Serpentine : Serpentine is a group of minerals. Ranges in color from pale yellowish green through various shades of green to almost black, often with a mottled or scaly appearance. It is soft in terms of gemstones
Simulated Ivory : A man-made gemstone created with a compound of minerals to make which looks and feels like Ivory.
Tanzanite : Tanzanite is the violet blue to blue violet variety of the mineral zoisite. It is mined commercially only in one area of the world: the Merelani Hills of Tanzania, which is where it gets its name.
Topaz : Topaz is a silicate mineral. It can be found in many colors, including red, orange, peach, pink, gold, yellow, blue, brown, green, white, and clear. We mostly use blue topaz and yellow topaz.
Tourmaline : Tourmaline is a silicate mineral. It is found all over the world and comes in a variety of colors including shades of red, pink, yellow, black, green, and blue.
Translucent Green Amethyst: Green Amethyst or Prasiolite is a light green-colored, transparent, semi-precious gemstone of Quartz mineral family. It is considered a highly effective healing gemstone and is also worn to gain spiritual serenity, better communication skills, higher self-esteem and a healthy body.
Turquoise : An opaque greenish-blue mineral. It often has veins of darker or lighter material running through.
Yellow Sapphire : Yellow sapphire is the yellow variety of sapphire, a very hard stone consisting of the mineral corundum. Ruby is also a variety of corundum.
South - Sea Pearls : South Sea Pearls are very rare and unique. Given the rarity of the oyster, cultivation and production costs remain extremely high. Also the reason why South Sea Pearls are among the most expensive pearls. South-sea pearls have naturally occuring imperfections and indentations. Pearls may have surface damage, imperfections, cracks or chips in their nacre.
Tahitian Pearls : More rare than white pearls, black pearls come from the giant black-lipped oyster called the Pinctada Margaritifera. These iridescent pearls range in colour from deep midnight black to shimmering emerald green and pale silver blue. Although black pearls are found in various oceans around the world, Tahitian black pearls are particularly renowned for their sheen and beauty. These pearls derive their name from the fact that they are primarily cultivated around the islands of French Polynesia, around Tahiti.

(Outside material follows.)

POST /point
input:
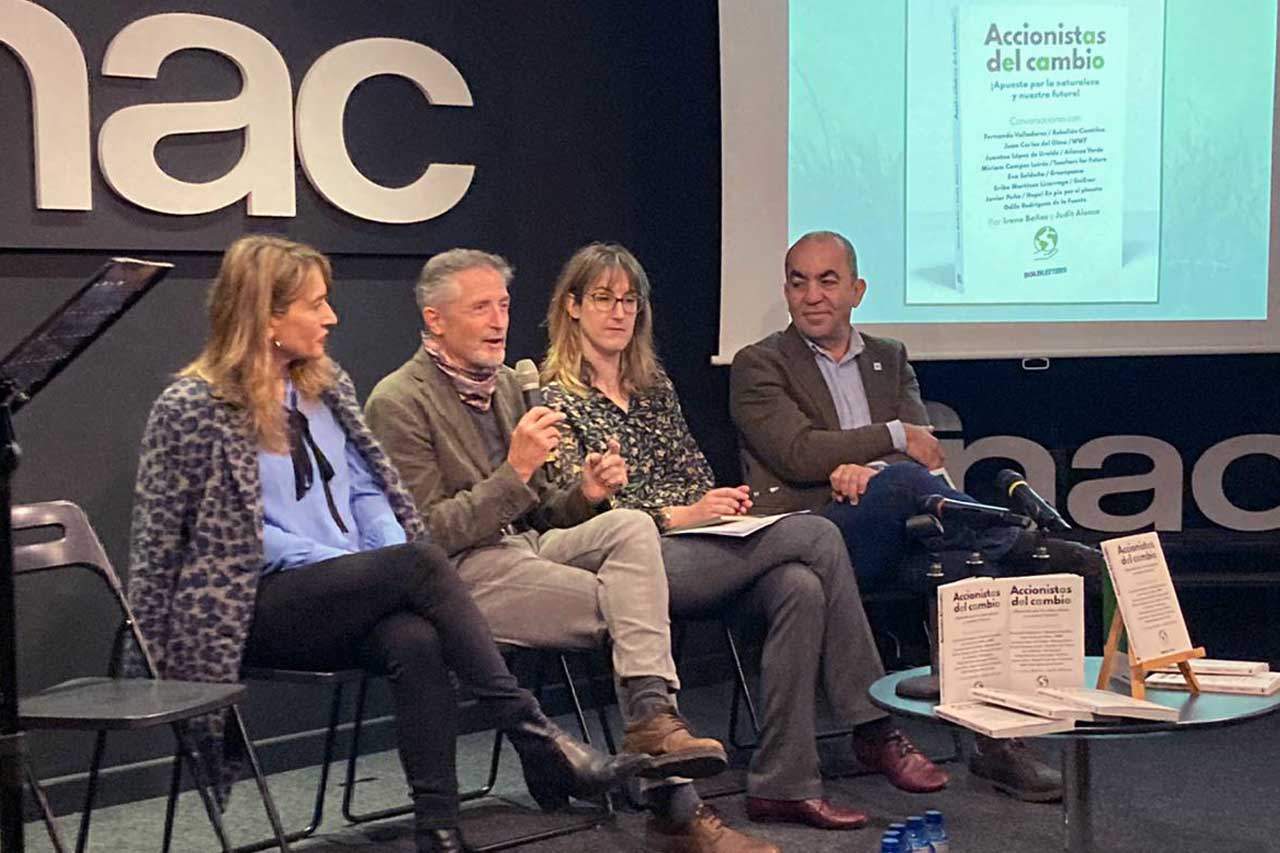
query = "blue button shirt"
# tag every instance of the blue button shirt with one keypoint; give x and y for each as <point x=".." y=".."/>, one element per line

Mother of Pearl : Also known as nacre, mother-of-pearl is the iridescent layer that forms inside the lining of many molluscs, including pearl oysters and abalone. It comes in many natural colours but is often bleached or dyed. We have also used a colored mother of pearl.
Cultured Pearls : These pearls are created by a mussel farmer or oyster farmer under controlled conditions.
Chinese Button Pearls : Chinese button pearls are symmetrical button-like pearls that appear to be flattened or squashed to some degree.
Freshwater Pearls : Freshwater pearls come from freshwater mussels. Freshwater pearls come in an amazing variety of shapes and colours.
Shell Pearls : Shell Pearls are synthetic pearls.